A cultural anchor for the city’s Jewish community

Ben as "Der Kishef-makher" (the magician) in Avram Goldfaden's play of the same name.

In the 1930’s, when Gailing learned that Boston didn’t have a resident Yiddish theatre troupe, he and his wife Frieda decided to re-locate. For well over forty years, Gailing staged Yiddish productions at the city’s Franklin Park Theatre, Grand Opera House and John Hancock Hall. Drawing on skills he had picked up in the 1920s, as a regular broadcaster on New York’s WABC and WEVD, he launched a weekly Yiddish radio show that became a cultural anchor for the city’s Jewish community for multiple generations. It featured live skits, musical interludes, readings from Gailing’s weekly Yiddish Forverts’ humor column, “Git a Shmeykhl” (give a smile), and above all “gramen,” running commentary on current events, celebrity gossip, history, politics, and anything else that came into his head, all delivered in impeccable rhyming Yiddish.

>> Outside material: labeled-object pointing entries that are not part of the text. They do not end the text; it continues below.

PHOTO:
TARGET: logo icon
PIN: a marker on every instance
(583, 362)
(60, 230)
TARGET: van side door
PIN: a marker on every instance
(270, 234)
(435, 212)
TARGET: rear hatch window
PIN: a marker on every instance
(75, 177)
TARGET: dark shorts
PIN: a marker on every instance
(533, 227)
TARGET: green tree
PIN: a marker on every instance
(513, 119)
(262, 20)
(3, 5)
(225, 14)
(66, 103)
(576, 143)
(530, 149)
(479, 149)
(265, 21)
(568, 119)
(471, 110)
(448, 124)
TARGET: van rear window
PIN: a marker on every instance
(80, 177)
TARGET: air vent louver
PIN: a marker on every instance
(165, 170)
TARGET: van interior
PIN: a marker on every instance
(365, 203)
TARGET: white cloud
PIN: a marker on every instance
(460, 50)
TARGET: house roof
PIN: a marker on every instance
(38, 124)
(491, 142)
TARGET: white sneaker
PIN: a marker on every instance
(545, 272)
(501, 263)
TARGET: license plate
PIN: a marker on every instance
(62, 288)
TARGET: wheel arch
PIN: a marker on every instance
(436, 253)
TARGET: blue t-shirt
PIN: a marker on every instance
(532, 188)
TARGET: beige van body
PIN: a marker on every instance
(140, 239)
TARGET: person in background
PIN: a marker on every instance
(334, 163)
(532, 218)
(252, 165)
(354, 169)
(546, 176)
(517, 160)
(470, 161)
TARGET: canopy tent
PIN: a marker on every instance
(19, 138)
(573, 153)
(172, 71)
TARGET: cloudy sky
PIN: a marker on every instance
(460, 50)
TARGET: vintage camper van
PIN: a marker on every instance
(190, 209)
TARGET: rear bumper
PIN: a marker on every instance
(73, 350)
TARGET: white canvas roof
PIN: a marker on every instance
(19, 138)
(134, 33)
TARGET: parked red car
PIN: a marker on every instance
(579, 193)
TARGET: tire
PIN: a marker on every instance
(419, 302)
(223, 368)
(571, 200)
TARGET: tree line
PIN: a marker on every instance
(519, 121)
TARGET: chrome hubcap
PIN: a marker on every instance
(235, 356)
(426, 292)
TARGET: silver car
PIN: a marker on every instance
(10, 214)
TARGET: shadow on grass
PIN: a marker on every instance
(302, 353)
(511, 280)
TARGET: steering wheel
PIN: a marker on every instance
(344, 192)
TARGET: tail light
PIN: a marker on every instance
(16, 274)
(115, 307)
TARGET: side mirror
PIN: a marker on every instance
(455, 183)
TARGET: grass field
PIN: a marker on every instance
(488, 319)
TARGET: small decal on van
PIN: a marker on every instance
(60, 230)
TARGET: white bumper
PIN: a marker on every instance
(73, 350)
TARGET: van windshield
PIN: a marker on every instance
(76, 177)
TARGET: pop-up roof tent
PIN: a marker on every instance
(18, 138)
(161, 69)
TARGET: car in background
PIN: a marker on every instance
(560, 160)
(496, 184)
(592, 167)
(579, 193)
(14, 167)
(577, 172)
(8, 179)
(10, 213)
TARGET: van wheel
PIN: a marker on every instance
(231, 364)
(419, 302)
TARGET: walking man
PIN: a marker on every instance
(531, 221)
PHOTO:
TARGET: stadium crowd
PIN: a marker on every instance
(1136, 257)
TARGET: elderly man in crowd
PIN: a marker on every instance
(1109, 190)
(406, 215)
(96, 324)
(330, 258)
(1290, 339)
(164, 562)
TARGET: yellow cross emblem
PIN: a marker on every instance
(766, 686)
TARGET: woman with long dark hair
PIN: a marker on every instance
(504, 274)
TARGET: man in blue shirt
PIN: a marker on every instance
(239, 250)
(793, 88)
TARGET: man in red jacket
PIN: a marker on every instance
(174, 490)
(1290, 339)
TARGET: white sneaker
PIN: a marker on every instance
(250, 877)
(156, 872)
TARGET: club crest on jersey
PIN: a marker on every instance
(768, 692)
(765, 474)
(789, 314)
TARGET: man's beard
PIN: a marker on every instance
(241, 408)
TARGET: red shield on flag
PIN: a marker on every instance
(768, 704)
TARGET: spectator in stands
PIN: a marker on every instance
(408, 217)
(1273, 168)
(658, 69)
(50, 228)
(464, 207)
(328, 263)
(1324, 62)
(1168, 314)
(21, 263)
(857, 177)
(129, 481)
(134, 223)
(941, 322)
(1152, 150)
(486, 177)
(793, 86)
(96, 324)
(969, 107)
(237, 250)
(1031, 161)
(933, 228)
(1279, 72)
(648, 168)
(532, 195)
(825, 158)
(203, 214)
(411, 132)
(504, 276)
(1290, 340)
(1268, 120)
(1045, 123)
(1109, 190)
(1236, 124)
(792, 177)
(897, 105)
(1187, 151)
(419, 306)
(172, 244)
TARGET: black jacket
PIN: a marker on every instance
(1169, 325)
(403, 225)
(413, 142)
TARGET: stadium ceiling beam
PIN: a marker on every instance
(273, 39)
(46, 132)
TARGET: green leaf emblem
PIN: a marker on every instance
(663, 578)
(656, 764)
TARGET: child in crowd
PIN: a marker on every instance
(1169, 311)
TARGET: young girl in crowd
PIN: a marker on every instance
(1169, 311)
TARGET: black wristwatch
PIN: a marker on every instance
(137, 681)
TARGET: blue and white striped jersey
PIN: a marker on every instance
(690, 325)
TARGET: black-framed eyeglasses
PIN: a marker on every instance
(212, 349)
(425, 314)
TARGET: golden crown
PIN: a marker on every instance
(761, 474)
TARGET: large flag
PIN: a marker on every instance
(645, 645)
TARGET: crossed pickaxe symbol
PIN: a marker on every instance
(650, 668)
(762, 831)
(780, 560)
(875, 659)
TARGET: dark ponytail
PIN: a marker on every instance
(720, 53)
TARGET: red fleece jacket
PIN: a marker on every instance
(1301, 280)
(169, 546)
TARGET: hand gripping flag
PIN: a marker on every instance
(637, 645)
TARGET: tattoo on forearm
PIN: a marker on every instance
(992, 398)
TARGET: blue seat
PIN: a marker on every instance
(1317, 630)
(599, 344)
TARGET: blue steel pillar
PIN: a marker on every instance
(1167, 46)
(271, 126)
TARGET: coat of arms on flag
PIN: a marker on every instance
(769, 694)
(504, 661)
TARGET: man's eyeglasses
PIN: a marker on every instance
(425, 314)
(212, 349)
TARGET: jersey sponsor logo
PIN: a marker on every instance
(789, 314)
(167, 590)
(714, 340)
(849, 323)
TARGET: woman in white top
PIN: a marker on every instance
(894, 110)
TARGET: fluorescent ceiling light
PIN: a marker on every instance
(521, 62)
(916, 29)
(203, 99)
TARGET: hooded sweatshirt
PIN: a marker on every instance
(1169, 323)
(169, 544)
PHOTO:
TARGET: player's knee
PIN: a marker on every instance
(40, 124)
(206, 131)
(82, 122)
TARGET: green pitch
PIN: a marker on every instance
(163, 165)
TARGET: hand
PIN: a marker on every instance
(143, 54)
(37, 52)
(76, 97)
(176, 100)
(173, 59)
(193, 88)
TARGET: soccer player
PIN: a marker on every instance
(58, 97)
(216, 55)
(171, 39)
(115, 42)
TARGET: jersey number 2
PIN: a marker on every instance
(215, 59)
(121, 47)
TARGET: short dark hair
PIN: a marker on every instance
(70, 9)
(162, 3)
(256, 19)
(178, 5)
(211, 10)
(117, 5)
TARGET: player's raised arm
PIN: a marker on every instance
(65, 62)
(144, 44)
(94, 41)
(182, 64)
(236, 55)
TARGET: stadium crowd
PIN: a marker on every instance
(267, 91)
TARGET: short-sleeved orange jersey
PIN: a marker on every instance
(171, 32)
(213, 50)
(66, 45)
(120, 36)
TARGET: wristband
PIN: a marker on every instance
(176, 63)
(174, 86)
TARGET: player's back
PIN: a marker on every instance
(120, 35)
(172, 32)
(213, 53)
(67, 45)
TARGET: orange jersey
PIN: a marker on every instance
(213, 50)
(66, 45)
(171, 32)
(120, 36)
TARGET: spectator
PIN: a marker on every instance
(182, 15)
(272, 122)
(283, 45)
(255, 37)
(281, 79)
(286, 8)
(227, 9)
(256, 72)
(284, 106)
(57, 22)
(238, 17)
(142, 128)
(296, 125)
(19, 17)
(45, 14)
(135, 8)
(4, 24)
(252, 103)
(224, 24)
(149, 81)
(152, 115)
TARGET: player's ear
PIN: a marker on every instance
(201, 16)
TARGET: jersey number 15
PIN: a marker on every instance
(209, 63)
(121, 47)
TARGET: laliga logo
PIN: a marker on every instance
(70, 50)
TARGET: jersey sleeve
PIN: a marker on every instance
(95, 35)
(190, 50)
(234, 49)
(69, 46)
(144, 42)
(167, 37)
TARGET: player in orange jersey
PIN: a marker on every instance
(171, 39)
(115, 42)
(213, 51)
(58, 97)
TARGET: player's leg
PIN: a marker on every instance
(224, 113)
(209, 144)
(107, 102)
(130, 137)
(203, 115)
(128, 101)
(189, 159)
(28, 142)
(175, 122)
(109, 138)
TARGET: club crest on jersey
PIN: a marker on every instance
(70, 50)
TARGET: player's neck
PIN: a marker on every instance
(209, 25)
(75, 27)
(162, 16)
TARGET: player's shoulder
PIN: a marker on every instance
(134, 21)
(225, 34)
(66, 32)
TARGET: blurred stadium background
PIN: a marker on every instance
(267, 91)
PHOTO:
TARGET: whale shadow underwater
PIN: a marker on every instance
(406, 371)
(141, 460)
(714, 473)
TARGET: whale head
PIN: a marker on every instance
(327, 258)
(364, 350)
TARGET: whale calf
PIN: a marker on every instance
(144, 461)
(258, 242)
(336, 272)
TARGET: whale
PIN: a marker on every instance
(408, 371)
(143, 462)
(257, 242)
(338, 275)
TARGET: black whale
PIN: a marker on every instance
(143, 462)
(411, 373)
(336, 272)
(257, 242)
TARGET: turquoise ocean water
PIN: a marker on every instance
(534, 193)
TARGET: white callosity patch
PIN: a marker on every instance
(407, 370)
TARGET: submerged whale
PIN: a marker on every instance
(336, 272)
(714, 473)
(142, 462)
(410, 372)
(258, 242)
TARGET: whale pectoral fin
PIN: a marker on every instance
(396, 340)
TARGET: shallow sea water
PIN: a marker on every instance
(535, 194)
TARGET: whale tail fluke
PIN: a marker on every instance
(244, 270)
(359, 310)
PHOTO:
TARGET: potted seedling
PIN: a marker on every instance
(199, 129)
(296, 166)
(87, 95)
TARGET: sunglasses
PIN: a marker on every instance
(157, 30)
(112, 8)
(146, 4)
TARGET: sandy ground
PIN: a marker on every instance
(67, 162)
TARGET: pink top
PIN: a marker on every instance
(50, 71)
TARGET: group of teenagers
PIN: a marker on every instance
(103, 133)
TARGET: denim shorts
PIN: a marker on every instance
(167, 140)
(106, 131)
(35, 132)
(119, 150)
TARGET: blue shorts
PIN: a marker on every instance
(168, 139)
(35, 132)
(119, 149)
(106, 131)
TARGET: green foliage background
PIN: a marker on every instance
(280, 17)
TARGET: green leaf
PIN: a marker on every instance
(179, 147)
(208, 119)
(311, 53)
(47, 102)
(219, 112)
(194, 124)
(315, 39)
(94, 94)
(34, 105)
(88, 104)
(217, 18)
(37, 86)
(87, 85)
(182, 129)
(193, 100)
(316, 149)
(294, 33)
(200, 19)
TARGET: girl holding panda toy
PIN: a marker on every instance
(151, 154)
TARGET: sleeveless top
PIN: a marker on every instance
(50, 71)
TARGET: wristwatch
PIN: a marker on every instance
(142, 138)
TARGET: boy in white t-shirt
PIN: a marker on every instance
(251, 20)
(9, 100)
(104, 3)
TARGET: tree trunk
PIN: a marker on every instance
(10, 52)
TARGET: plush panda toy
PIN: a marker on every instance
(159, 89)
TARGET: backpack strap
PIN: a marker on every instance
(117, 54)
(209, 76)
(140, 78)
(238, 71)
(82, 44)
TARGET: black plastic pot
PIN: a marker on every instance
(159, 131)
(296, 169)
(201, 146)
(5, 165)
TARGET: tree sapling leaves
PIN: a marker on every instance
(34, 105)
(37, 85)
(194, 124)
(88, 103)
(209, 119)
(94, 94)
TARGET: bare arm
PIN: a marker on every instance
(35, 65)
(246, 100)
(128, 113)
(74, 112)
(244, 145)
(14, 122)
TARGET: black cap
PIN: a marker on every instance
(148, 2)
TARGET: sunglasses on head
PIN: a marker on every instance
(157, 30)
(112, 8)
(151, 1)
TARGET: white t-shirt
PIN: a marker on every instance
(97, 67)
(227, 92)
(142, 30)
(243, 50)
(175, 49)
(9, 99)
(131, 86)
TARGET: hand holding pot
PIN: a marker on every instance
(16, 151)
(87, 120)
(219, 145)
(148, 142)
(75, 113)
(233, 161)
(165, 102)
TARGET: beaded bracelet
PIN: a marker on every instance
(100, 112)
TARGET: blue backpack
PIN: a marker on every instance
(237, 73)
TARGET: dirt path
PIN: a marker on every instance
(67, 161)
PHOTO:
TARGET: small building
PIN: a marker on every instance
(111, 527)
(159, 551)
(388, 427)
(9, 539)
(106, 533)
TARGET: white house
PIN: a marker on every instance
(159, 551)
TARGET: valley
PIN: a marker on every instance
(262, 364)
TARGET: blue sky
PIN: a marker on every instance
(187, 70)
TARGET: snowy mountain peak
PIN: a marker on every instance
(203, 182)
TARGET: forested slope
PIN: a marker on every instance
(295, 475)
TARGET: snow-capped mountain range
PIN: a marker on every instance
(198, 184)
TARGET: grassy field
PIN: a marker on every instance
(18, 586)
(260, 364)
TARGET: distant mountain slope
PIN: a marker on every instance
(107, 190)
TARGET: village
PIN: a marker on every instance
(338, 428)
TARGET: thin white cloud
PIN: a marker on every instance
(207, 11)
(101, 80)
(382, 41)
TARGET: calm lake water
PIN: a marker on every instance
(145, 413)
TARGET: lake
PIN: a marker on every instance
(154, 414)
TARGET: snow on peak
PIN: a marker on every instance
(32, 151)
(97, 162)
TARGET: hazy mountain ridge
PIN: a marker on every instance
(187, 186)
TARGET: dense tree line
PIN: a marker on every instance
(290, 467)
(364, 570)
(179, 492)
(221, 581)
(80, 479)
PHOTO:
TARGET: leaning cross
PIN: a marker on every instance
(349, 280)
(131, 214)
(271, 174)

I was blessed with the opportunity to work closely with Gailing during his final fifteen years, producing his radio show and learning the Yiddish theatre musical repertoire from one of its masters. This past fall, in preparation for an exhibit to be housed in our “Discovery” gallery, one of our interns, Nathaniel Otting, spent countless hours cataloging Gailing’s music, scripts, photos, recordings, and hundreds of pages of handwritten “gramen.” On Sunday, April 19th at 3 PM, many of these artifacts will come to life in a presentation at Boston’s wonderful new Jewish cultural center, the Vilna Shul (run by Rachel Cylus, one of our former summer interns!). My lecture, entitled “Ben Gailing, Boston’s Freylekher Kabtsn" will celebrate the enduring legacy of this extraordinary hero of America’s Yiddish airwaves – a legacy that the Discovery Project will bring to life for generations to come.